Se siente súper emocionante y muy orgulloso. No es algo muy común para una niña de mi edad y es una experiencia que siempre voy a llevar conmigo.
En este tipo de competencias, el apoyo en redes sociales también influye.
Jesús explica que las interacciones, comentarios y reacciones en las páginas oficiales del certamen suman puntos importantes. Las cuentas donde se puede apoyar son:
- Pequeña Estrella Coahuila
- Pequeña Estrella México
- Certamen Internacional All Star
Fátima también invita a seguirla en Instagram, donde comparte su preparación rumbo a Portugal.
Para Jesús Peña, este proyecto marca una nueva etapa dentro de la agencia, ya que tradicionalmente trabajaban con jóvenes mayores de 15 años, pero ahora abren formalmente una plataforma para niñas que desde temprana edad muestran interés y talento.
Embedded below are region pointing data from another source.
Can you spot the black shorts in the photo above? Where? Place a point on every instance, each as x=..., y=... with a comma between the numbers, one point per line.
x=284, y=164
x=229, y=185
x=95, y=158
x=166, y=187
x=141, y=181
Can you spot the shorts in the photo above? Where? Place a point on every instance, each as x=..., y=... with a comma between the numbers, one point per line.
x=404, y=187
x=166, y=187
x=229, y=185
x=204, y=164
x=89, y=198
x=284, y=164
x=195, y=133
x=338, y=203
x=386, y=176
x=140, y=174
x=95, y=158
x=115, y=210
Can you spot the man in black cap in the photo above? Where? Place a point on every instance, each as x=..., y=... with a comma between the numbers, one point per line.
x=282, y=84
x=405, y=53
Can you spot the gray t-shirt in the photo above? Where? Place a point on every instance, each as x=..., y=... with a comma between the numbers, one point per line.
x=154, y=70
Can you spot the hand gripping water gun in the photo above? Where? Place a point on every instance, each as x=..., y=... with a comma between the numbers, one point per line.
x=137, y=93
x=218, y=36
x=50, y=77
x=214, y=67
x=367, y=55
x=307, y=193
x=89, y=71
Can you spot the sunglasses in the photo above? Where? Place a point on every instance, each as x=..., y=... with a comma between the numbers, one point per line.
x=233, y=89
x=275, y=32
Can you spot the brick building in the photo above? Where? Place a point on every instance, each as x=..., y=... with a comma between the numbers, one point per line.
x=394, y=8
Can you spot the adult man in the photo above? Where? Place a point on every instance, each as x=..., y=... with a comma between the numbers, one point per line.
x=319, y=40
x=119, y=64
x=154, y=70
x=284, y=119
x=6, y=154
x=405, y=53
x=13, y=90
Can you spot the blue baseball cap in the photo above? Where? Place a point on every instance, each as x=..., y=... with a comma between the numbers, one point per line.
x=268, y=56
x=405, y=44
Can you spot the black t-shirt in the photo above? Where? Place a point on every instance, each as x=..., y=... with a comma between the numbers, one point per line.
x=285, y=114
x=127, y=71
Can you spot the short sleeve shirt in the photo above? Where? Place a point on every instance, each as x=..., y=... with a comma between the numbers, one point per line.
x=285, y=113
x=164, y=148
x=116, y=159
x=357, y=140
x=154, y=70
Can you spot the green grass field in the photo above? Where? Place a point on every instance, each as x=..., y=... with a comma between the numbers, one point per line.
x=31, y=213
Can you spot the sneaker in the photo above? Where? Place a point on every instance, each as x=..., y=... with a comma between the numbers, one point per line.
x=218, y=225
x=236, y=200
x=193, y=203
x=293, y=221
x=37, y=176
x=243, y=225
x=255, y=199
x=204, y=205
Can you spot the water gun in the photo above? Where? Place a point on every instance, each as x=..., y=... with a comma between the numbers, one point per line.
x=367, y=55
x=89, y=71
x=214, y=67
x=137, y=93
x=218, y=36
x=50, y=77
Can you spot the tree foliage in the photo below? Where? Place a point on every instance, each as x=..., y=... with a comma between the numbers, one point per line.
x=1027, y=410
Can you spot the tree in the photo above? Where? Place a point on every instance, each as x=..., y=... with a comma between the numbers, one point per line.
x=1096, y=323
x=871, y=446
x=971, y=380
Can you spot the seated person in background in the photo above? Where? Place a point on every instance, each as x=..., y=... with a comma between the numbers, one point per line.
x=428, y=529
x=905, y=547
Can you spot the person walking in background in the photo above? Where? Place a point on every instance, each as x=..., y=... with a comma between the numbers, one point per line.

Cuando llegó el proyecto de Pequeña Estrella México, vi una oportunidad real para catapultar a niñas que ya vienen preparándose desde pequeñas. Fátima es un ejemplo claro de que cuando hay disciplina, apoyo familiar y una estructura profesional, los sueños pueden crecer de forma sana y segura.
Fátima Cadena no solo ganó una corona. Ganó confianza, experiencia, amistades y una meta más grande por conquistar.
Hoy, con apenas 11 años, se prepara para subir a un escenario internacional llevando consigo el nombre de Coahuila y de México. Y aunque Portugal será el próximo destino, su historia demuestra que los sueños empiezan mucho antes… a veces, con unos tacones prestados en el cuarto de mamá.